How to Plan My Hiking Route Part 4: Logistics

Part Four of trail finding basics. If you missed Parts 1 or Part 2 or Part 3 (!) of How to Plan My Hiking Route, check them out as well!

  1. How do I find a trail/route? 
  2. What is in the route: distance, elevation
  3. What season is it?
  4. What are other logistics?

Logistics are the small but critical things that are a little bit boring to think about, but have a huge impact on the overall hike or outdoor trip. These include permits, trail conditions, trail/area closures, fire awareness, transportation, weather, and communication.

The biggest of these is likely transportation. Transportation depends on the route style you picked earlier (Part 2!). If you are doing an out and back, you’ve got it made: your car is where you end up. If you chose a point-to-point, you’ll need to arrange to be dropped off or picked up at your start and end points. This can be done easily with a friend/family member (maybe buy them a coffee or some lunch!), or, if you are in an urban setting, with a car service like Lyft/Uber. If you are doing a point-to-point and are relying on someone to pick you up, you want to be able to tell them when and where to pick you up. Hopefully you have a good idea of timing from your distance/time trip planning (Part 2!), so you don’t leave your friend stranded for hours waiting for you.

You will want to keep in mind the time of day you want to be starting out and how long it takes to drive to your trailhead to ensure you start on time. Give yourself time to use the bathroom, fill out any trailhead paperwork, and tie your shoes.

Permits! While many trailheads are free, many trailheads have a user fee. Be sure you have the fee, and fill out the documentation required. Be sure to place the proof of payment in the designated location (rearview mirror/front dashboard/etc.) to avoid any accidental citations. Many National Forest or other sites that have usage fees honor the America the Beautiful Annual Pass (aka “National Parks Pass”): check the trail/forest/wilderness/BLM information page to find out what fees are, and what passes are required or honored.

If you are camping or backpacking, be sure you check out the overnight parking regulations for that location. If you plan to have a picnic or campsite, be sure you check whether the sites are first come, first served, or if you need to make a reservation.

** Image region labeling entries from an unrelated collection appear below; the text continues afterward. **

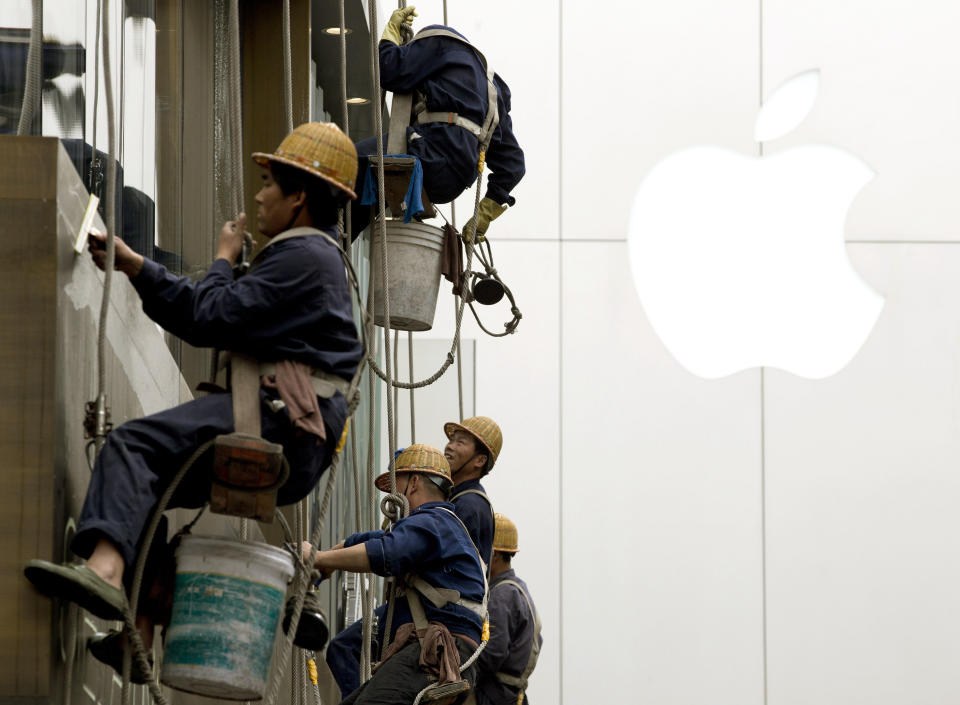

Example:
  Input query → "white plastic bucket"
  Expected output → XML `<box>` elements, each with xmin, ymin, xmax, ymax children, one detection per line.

<box><xmin>370</xmin><ymin>220</ymin><xmax>444</xmax><ymax>331</ymax></box>
<box><xmin>160</xmin><ymin>536</ymin><xmax>293</xmax><ymax>700</ymax></box>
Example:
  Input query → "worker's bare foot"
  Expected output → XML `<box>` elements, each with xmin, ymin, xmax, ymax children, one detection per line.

<box><xmin>87</xmin><ymin>539</ymin><xmax>125</xmax><ymax>590</ymax></box>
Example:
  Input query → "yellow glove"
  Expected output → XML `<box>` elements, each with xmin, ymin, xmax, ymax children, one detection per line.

<box><xmin>463</xmin><ymin>198</ymin><xmax>507</xmax><ymax>242</ymax></box>
<box><xmin>380</xmin><ymin>5</ymin><xmax>417</xmax><ymax>46</ymax></box>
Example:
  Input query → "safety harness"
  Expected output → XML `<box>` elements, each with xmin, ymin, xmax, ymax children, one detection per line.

<box><xmin>402</xmin><ymin>507</ymin><xmax>490</xmax><ymax>630</ymax></box>
<box><xmin>250</xmin><ymin>227</ymin><xmax>350</xmax><ymax>398</ymax></box>
<box><xmin>410</xmin><ymin>29</ymin><xmax>500</xmax><ymax>154</ymax></box>
<box><xmin>494</xmin><ymin>580</ymin><xmax>542</xmax><ymax>705</ymax></box>
<box><xmin>400</xmin><ymin>507</ymin><xmax>490</xmax><ymax>703</ymax></box>
<box><xmin>210</xmin><ymin>227</ymin><xmax>350</xmax><ymax>522</ymax></box>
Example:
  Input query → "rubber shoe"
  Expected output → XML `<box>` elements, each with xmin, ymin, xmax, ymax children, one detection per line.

<box><xmin>87</xmin><ymin>629</ymin><xmax>153</xmax><ymax>685</ymax></box>
<box><xmin>23</xmin><ymin>559</ymin><xmax>127</xmax><ymax>620</ymax></box>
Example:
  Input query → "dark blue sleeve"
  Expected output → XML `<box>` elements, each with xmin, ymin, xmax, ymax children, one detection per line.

<box><xmin>453</xmin><ymin>492</ymin><xmax>493</xmax><ymax>563</ymax></box>
<box><xmin>132</xmin><ymin>242</ymin><xmax>316</xmax><ymax>350</ymax></box>
<box><xmin>379</xmin><ymin>42</ymin><xmax>443</xmax><ymax>93</ymax></box>
<box><xmin>486</xmin><ymin>76</ymin><xmax>527</xmax><ymax>206</ymax></box>
<box><xmin>365</xmin><ymin>514</ymin><xmax>440</xmax><ymax>576</ymax></box>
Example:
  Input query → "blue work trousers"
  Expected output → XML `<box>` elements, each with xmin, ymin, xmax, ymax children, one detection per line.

<box><xmin>351</xmin><ymin>133</ymin><xmax>477</xmax><ymax>237</ymax></box>
<box><xmin>327</xmin><ymin>604</ymin><xmax>387</xmax><ymax>699</ymax></box>
<box><xmin>71</xmin><ymin>389</ymin><xmax>339</xmax><ymax>568</ymax></box>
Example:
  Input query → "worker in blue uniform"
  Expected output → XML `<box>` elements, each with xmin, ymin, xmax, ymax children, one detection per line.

<box><xmin>475</xmin><ymin>514</ymin><xmax>543</xmax><ymax>705</ymax></box>
<box><xmin>25</xmin><ymin>123</ymin><xmax>363</xmax><ymax>680</ymax></box>
<box><xmin>303</xmin><ymin>444</ymin><xmax>486</xmax><ymax>705</ymax></box>
<box><xmin>353</xmin><ymin>5</ymin><xmax>526</xmax><ymax>241</ymax></box>
<box><xmin>443</xmin><ymin>416</ymin><xmax>503</xmax><ymax>565</ymax></box>
<box><xmin>326</xmin><ymin>416</ymin><xmax>503</xmax><ymax>697</ymax></box>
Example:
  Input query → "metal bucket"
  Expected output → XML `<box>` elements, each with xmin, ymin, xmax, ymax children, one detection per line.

<box><xmin>160</xmin><ymin>536</ymin><xmax>293</xmax><ymax>700</ymax></box>
<box><xmin>370</xmin><ymin>220</ymin><xmax>444</xmax><ymax>330</ymax></box>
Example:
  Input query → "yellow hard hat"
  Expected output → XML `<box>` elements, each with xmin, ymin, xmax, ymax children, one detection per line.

<box><xmin>376</xmin><ymin>443</ymin><xmax>453</xmax><ymax>492</ymax></box>
<box><xmin>443</xmin><ymin>416</ymin><xmax>503</xmax><ymax>468</ymax></box>
<box><xmin>493</xmin><ymin>514</ymin><xmax>520</xmax><ymax>553</ymax></box>
<box><xmin>253</xmin><ymin>122</ymin><xmax>357</xmax><ymax>198</ymax></box>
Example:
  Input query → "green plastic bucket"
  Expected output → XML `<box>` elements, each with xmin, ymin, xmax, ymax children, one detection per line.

<box><xmin>160</xmin><ymin>536</ymin><xmax>293</xmax><ymax>700</ymax></box>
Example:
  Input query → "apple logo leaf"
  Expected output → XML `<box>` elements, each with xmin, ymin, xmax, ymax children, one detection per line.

<box><xmin>753</xmin><ymin>69</ymin><xmax>820</xmax><ymax>142</ymax></box>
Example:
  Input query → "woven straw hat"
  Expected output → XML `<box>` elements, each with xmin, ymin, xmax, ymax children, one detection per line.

<box><xmin>443</xmin><ymin>416</ymin><xmax>503</xmax><ymax>468</ymax></box>
<box><xmin>493</xmin><ymin>514</ymin><xmax>520</xmax><ymax>553</ymax></box>
<box><xmin>253</xmin><ymin>122</ymin><xmax>357</xmax><ymax>198</ymax></box>
<box><xmin>376</xmin><ymin>443</ymin><xmax>453</xmax><ymax>492</ymax></box>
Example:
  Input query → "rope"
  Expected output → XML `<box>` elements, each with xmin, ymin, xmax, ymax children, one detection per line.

<box><xmin>281</xmin><ymin>0</ymin><xmax>293</xmax><ymax>134</ymax></box>
<box><xmin>89</xmin><ymin>0</ymin><xmax>100</xmax><ymax>193</ymax></box>
<box><xmin>407</xmin><ymin>331</ymin><xmax>416</xmax><ymax>443</ymax></box>
<box><xmin>227</xmin><ymin>0</ymin><xmax>243</xmax><ymax>215</ymax></box>
<box><xmin>339</xmin><ymin>0</ymin><xmax>353</xmax><ymax>236</ymax></box>
<box><xmin>17</xmin><ymin>0</ymin><xmax>43</xmax><ymax>135</ymax></box>
<box><xmin>366</xmin><ymin>0</ymin><xmax>406</xmax><ymax>512</ymax></box>
<box><xmin>392</xmin><ymin>328</ymin><xmax>400</xmax><ymax>448</ymax></box>
<box><xmin>453</xmin><ymin>295</ymin><xmax>466</xmax><ymax>419</ymax></box>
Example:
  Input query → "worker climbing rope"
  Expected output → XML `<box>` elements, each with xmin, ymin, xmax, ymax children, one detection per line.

<box><xmin>303</xmin><ymin>444</ymin><xmax>486</xmax><ymax>705</ymax></box>
<box><xmin>474</xmin><ymin>514</ymin><xmax>543</xmax><ymax>705</ymax></box>
<box><xmin>25</xmin><ymin>123</ymin><xmax>363</xmax><ymax>680</ymax></box>
<box><xmin>327</xmin><ymin>416</ymin><xmax>503</xmax><ymax>698</ymax></box>
<box><xmin>353</xmin><ymin>5</ymin><xmax>525</xmax><ymax>242</ymax></box>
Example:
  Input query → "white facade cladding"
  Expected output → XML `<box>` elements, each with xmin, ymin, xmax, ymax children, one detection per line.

<box><xmin>401</xmin><ymin>0</ymin><xmax>960</xmax><ymax>705</ymax></box>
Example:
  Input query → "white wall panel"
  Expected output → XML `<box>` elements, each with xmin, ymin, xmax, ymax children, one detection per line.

<box><xmin>561</xmin><ymin>0</ymin><xmax>760</xmax><ymax>239</ymax></box>
<box><xmin>766</xmin><ymin>243</ymin><xmax>960</xmax><ymax>705</ymax></box>
<box><xmin>763</xmin><ymin>0</ymin><xmax>960</xmax><ymax>240</ymax></box>
<box><xmin>562</xmin><ymin>243</ymin><xmax>763</xmax><ymax>705</ymax></box>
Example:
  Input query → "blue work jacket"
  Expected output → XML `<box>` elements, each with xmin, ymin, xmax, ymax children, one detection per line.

<box><xmin>344</xmin><ymin>502</ymin><xmax>484</xmax><ymax>643</ymax></box>
<box><xmin>450</xmin><ymin>479</ymin><xmax>494</xmax><ymax>566</ymax></box>
<box><xmin>132</xmin><ymin>228</ymin><xmax>363</xmax><ymax>434</ymax></box>
<box><xmin>476</xmin><ymin>569</ymin><xmax>543</xmax><ymax>705</ymax></box>
<box><xmin>380</xmin><ymin>25</ymin><xmax>526</xmax><ymax>206</ymax></box>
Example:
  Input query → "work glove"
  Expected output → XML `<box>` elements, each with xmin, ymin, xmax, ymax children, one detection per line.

<box><xmin>380</xmin><ymin>5</ymin><xmax>417</xmax><ymax>46</ymax></box>
<box><xmin>463</xmin><ymin>198</ymin><xmax>507</xmax><ymax>242</ymax></box>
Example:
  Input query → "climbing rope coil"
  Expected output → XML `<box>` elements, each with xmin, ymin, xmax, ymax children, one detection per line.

<box><xmin>64</xmin><ymin>0</ymin><xmax>510</xmax><ymax>705</ymax></box>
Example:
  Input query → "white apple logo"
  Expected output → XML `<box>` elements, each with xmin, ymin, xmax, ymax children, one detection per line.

<box><xmin>628</xmin><ymin>71</ymin><xmax>883</xmax><ymax>379</ymax></box>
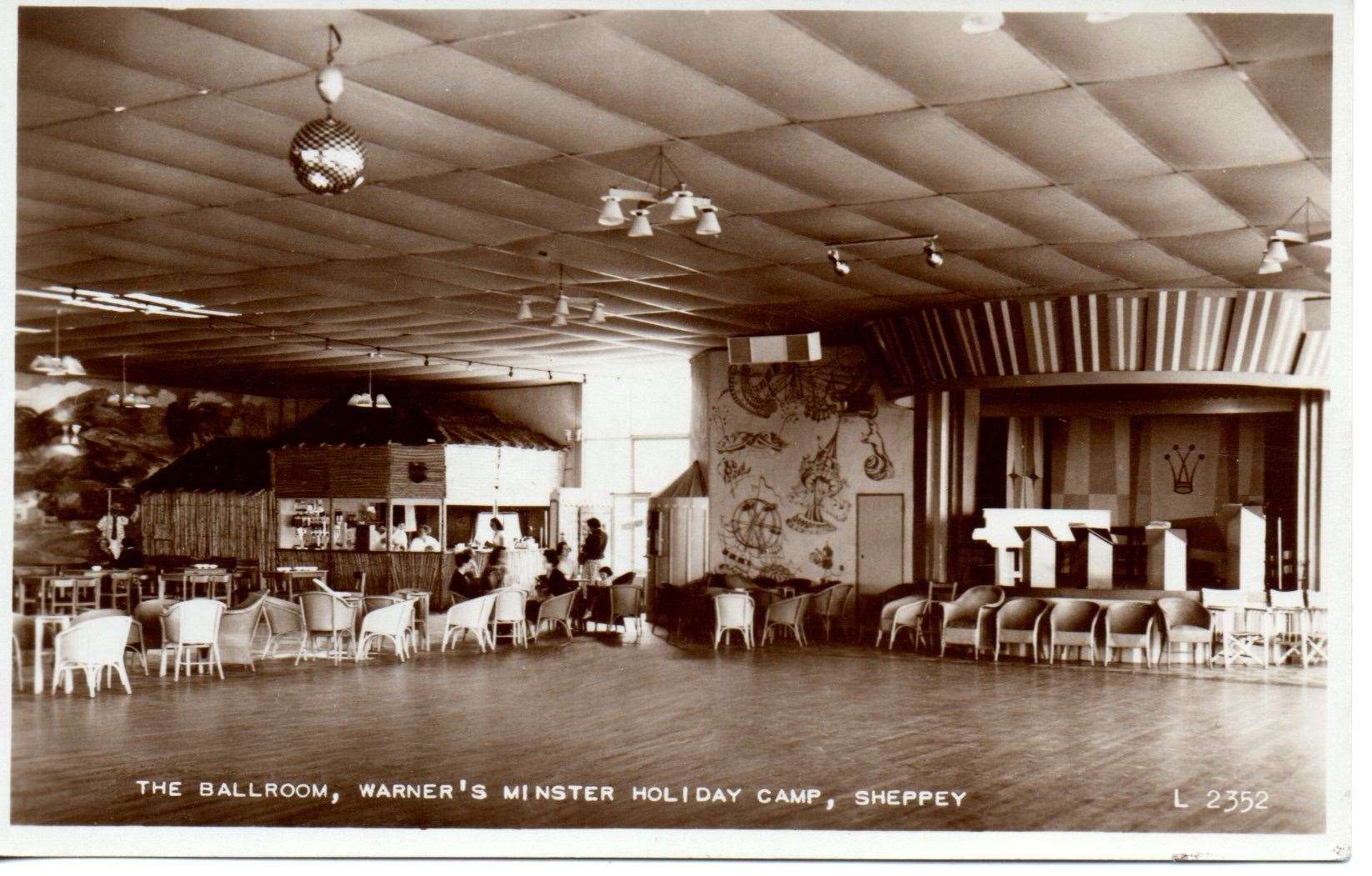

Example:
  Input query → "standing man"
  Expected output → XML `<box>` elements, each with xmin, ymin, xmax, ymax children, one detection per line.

<box><xmin>576</xmin><ymin>518</ymin><xmax>609</xmax><ymax>581</ymax></box>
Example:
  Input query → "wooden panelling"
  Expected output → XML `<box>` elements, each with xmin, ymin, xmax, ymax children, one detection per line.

<box><xmin>867</xmin><ymin>288</ymin><xmax>1328</xmax><ymax>395</ymax></box>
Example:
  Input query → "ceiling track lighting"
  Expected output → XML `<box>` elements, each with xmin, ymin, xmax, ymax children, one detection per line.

<box><xmin>290</xmin><ymin>25</ymin><xmax>367</xmax><ymax>195</ymax></box>
<box><xmin>825</xmin><ymin>233</ymin><xmax>944</xmax><ymax>278</ymax></box>
<box><xmin>1258</xmin><ymin>198</ymin><xmax>1334</xmax><ymax>274</ymax></box>
<box><xmin>29</xmin><ymin>306</ymin><xmax>85</xmax><ymax>378</ymax></box>
<box><xmin>596</xmin><ymin>147</ymin><xmax>721</xmax><ymax>238</ymax></box>
<box><xmin>106</xmin><ymin>353</ymin><xmax>152</xmax><ymax>411</ymax></box>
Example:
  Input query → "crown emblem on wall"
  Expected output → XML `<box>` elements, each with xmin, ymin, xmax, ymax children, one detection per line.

<box><xmin>1162</xmin><ymin>443</ymin><xmax>1205</xmax><ymax>496</ymax></box>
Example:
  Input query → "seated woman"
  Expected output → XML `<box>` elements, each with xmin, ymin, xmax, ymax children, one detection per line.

<box><xmin>447</xmin><ymin>551</ymin><xmax>486</xmax><ymax>604</ymax></box>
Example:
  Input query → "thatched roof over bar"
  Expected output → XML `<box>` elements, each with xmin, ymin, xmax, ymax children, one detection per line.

<box><xmin>276</xmin><ymin>394</ymin><xmax>562</xmax><ymax>450</ymax></box>
<box><xmin>136</xmin><ymin>438</ymin><xmax>274</xmax><ymax>493</ymax></box>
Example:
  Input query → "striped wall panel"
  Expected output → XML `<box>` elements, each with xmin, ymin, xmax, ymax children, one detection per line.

<box><xmin>867</xmin><ymin>288</ymin><xmax>1328</xmax><ymax>388</ymax></box>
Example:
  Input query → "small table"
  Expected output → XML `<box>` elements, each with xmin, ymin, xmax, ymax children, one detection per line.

<box><xmin>33</xmin><ymin>613</ymin><xmax>72</xmax><ymax>693</ymax></box>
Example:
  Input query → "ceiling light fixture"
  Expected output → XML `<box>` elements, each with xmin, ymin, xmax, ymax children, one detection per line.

<box><xmin>106</xmin><ymin>353</ymin><xmax>152</xmax><ymax>411</ymax></box>
<box><xmin>347</xmin><ymin>359</ymin><xmax>391</xmax><ymax>409</ymax></box>
<box><xmin>596</xmin><ymin>147</ymin><xmax>721</xmax><ymax>238</ymax></box>
<box><xmin>29</xmin><ymin>308</ymin><xmax>85</xmax><ymax>378</ymax></box>
<box><xmin>962</xmin><ymin>13</ymin><xmax>1005</xmax><ymax>36</ymax></box>
<box><xmin>1258</xmin><ymin>198</ymin><xmax>1334</xmax><ymax>274</ymax></box>
<box><xmin>827</xmin><ymin>250</ymin><xmax>853</xmax><ymax>278</ymax></box>
<box><xmin>825</xmin><ymin>233</ymin><xmax>944</xmax><ymax>278</ymax></box>
<box><xmin>290</xmin><ymin>25</ymin><xmax>367</xmax><ymax>195</ymax></box>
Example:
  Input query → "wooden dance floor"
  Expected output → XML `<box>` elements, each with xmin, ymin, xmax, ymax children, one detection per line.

<box><xmin>11</xmin><ymin>634</ymin><xmax>1325</xmax><ymax>832</ymax></box>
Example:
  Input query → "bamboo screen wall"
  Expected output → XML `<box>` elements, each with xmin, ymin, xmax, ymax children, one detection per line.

<box><xmin>140</xmin><ymin>490</ymin><xmax>276</xmax><ymax>568</ymax></box>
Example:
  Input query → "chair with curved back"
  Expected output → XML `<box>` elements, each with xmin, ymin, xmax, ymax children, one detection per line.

<box><xmin>52</xmin><ymin>613</ymin><xmax>133</xmax><ymax>698</ymax></box>
<box><xmin>1105</xmin><ymin>602</ymin><xmax>1155</xmax><ymax>668</ymax></box>
<box><xmin>352</xmin><ymin>600</ymin><xmax>414</xmax><ymax>663</ymax></box>
<box><xmin>1158</xmin><ymin>596</ymin><xmax>1217</xmax><ymax>666</ymax></box>
<box><xmin>220</xmin><ymin>590</ymin><xmax>267</xmax><ymax>672</ymax></box>
<box><xmin>262</xmin><ymin>592</ymin><xmax>307</xmax><ymax>658</ymax></box>
<box><xmin>939</xmin><ymin>583</ymin><xmax>1005</xmax><ymax>659</ymax></box>
<box><xmin>763</xmin><ymin>593</ymin><xmax>810</xmax><ymax>648</ymax></box>
<box><xmin>439</xmin><ymin>593</ymin><xmax>496</xmax><ymax>653</ymax></box>
<box><xmin>609</xmin><ymin>588</ymin><xmax>643</xmax><ymax>641</ymax></box>
<box><xmin>1048</xmin><ymin>598</ymin><xmax>1100</xmax><ymax>666</ymax></box>
<box><xmin>534</xmin><ymin>590</ymin><xmax>581</xmax><ymax>645</ymax></box>
<box><xmin>872</xmin><ymin>583</ymin><xmax>929</xmax><ymax>648</ymax></box>
<box><xmin>715</xmin><ymin>592</ymin><xmax>756</xmax><ymax>651</ymax></box>
<box><xmin>72</xmin><ymin>608</ymin><xmax>148</xmax><ymax>683</ymax></box>
<box><xmin>161</xmin><ymin>598</ymin><xmax>223</xmax><ymax>679</ymax></box>
<box><xmin>491</xmin><ymin>588</ymin><xmax>528</xmax><ymax>648</ymax></box>
<box><xmin>295</xmin><ymin>582</ymin><xmax>361</xmax><ymax>666</ymax></box>
<box><xmin>992</xmin><ymin>596</ymin><xmax>1048</xmax><ymax>663</ymax></box>
<box><xmin>810</xmin><ymin>583</ymin><xmax>853</xmax><ymax>641</ymax></box>
<box><xmin>391</xmin><ymin>588</ymin><xmax>433</xmax><ymax>651</ymax></box>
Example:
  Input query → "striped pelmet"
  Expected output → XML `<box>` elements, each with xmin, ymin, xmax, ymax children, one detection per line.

<box><xmin>869</xmin><ymin>290</ymin><xmax>1328</xmax><ymax>388</ymax></box>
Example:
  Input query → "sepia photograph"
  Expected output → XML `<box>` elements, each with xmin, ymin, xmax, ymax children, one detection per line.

<box><xmin>0</xmin><ymin>0</ymin><xmax>1355</xmax><ymax>861</ymax></box>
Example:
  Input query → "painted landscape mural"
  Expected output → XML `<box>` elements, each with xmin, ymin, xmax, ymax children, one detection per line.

<box><xmin>697</xmin><ymin>348</ymin><xmax>914</xmax><ymax>593</ymax></box>
<box><xmin>13</xmin><ymin>373</ymin><xmax>316</xmax><ymax>564</ymax></box>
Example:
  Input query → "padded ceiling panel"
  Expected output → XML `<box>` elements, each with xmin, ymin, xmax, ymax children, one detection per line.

<box><xmin>15</xmin><ymin>7</ymin><xmax>1332</xmax><ymax>393</ymax></box>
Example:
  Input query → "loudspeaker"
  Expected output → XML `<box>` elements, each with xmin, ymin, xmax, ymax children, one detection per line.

<box><xmin>729</xmin><ymin>331</ymin><xmax>822</xmax><ymax>365</ymax></box>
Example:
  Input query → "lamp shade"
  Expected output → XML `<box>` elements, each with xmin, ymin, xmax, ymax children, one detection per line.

<box><xmin>596</xmin><ymin>195</ymin><xmax>624</xmax><ymax>225</ymax></box>
<box><xmin>291</xmin><ymin>117</ymin><xmax>367</xmax><ymax>195</ymax></box>
<box><xmin>672</xmin><ymin>188</ymin><xmax>696</xmax><ymax>223</ymax></box>
<box><xmin>628</xmin><ymin>210</ymin><xmax>653</xmax><ymax>238</ymax></box>
<box><xmin>696</xmin><ymin>208</ymin><xmax>719</xmax><ymax>236</ymax></box>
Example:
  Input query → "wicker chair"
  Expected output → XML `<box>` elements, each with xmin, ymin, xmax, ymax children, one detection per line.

<box><xmin>872</xmin><ymin>596</ymin><xmax>929</xmax><ymax>648</ymax></box>
<box><xmin>439</xmin><ymin>593</ymin><xmax>496</xmax><ymax>653</ymax></box>
<box><xmin>72</xmin><ymin>608</ymin><xmax>148</xmax><ymax>683</ymax></box>
<box><xmin>609</xmin><ymin>588</ymin><xmax>643</xmax><ymax>641</ymax></box>
<box><xmin>763</xmin><ymin>593</ymin><xmax>810</xmax><ymax>648</ymax></box>
<box><xmin>939</xmin><ymin>583</ymin><xmax>1005</xmax><ymax>659</ymax></box>
<box><xmin>295</xmin><ymin>590</ymin><xmax>361</xmax><ymax>666</ymax></box>
<box><xmin>220</xmin><ymin>590</ymin><xmax>267</xmax><ymax>672</ymax></box>
<box><xmin>1158</xmin><ymin>596</ymin><xmax>1217</xmax><ymax>666</ymax></box>
<box><xmin>491</xmin><ymin>588</ymin><xmax>528</xmax><ymax>648</ymax></box>
<box><xmin>1105</xmin><ymin>602</ymin><xmax>1154</xmax><ymax>668</ymax></box>
<box><xmin>262</xmin><ymin>593</ymin><xmax>309</xmax><ymax>658</ymax></box>
<box><xmin>808</xmin><ymin>583</ymin><xmax>853</xmax><ymax>641</ymax></box>
<box><xmin>992</xmin><ymin>598</ymin><xmax>1048</xmax><ymax>663</ymax></box>
<box><xmin>534</xmin><ymin>590</ymin><xmax>579</xmax><ymax>644</ymax></box>
<box><xmin>52</xmin><ymin>613</ymin><xmax>133</xmax><ymax>698</ymax></box>
<box><xmin>715</xmin><ymin>593</ymin><xmax>756</xmax><ymax>651</ymax></box>
<box><xmin>1048</xmin><ymin>598</ymin><xmax>1100</xmax><ymax>666</ymax></box>
<box><xmin>161</xmin><ymin>598</ymin><xmax>225</xmax><ymax>681</ymax></box>
<box><xmin>876</xmin><ymin>596</ymin><xmax>929</xmax><ymax>651</ymax></box>
<box><xmin>352</xmin><ymin>600</ymin><xmax>414</xmax><ymax>663</ymax></box>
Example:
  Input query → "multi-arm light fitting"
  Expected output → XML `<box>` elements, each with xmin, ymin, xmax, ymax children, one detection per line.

<box><xmin>825</xmin><ymin>233</ymin><xmax>944</xmax><ymax>278</ymax></box>
<box><xmin>600</xmin><ymin>147</ymin><xmax>721</xmax><ymax>238</ymax></box>
<box><xmin>106</xmin><ymin>353</ymin><xmax>152</xmax><ymax>411</ymax></box>
<box><xmin>29</xmin><ymin>308</ymin><xmax>85</xmax><ymax>378</ymax></box>
<box><xmin>1258</xmin><ymin>198</ymin><xmax>1332</xmax><ymax>273</ymax></box>
<box><xmin>290</xmin><ymin>25</ymin><xmax>367</xmax><ymax>195</ymax></box>
<box><xmin>515</xmin><ymin>265</ymin><xmax>605</xmax><ymax>328</ymax></box>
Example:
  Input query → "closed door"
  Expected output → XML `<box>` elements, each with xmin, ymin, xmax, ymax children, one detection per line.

<box><xmin>857</xmin><ymin>493</ymin><xmax>906</xmax><ymax>593</ymax></box>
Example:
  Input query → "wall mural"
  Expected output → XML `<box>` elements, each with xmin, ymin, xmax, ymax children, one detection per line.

<box><xmin>702</xmin><ymin>348</ymin><xmax>914</xmax><ymax>590</ymax></box>
<box><xmin>13</xmin><ymin>373</ymin><xmax>314</xmax><ymax>564</ymax></box>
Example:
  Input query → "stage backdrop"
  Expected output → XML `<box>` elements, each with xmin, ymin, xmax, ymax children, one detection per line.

<box><xmin>693</xmin><ymin>348</ymin><xmax>914</xmax><ymax>593</ymax></box>
<box><xmin>13</xmin><ymin>373</ymin><xmax>321</xmax><ymax>564</ymax></box>
<box><xmin>1045</xmin><ymin>414</ymin><xmax>1269</xmax><ymax>526</ymax></box>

My local Cibola National Forest website

Next, you’ll want to do a check trail conditions. This means checking out the hosting area’s website (like the Forest Service) for any alerts on trail closures, construction, or changes. This can happen due to floods, fires, or trail maintenance activities. These sites are generally kept up to date. You can also check out an app like AllTrails to peek in on recent reviews of the trails you will be traveling on; these are particularly helpful when on the lookout for ice or snow in spring or fall, muddy or washed out conditions, and wildlife sightings.

It’s wildfire season here in New Mexico (& much of the West), and as our skies are a dull reddish-gray all day long this week, fire is forefront on our minds. You will want to keep in mind forest fires in the area, smoke and air quality. More important if you are planning on camping or extended hiking with cooking: check whether and what type of flame (fires? grills? stoves? none?) is allowed.


A last check on weather conditions the evening before you plan to head out for your hike is a good idea. Long-term weather forecasts are amazing, but things can change, and you want to be sure you are prepared for what’s coming up. 

Lastly, send your finalized itinerary to your trusted person(s) so they know what you are doing, where you are going, and when you plan to be back. Then, enjoy your hike and don’t forget to check in with them when you get back! Happy Hiking!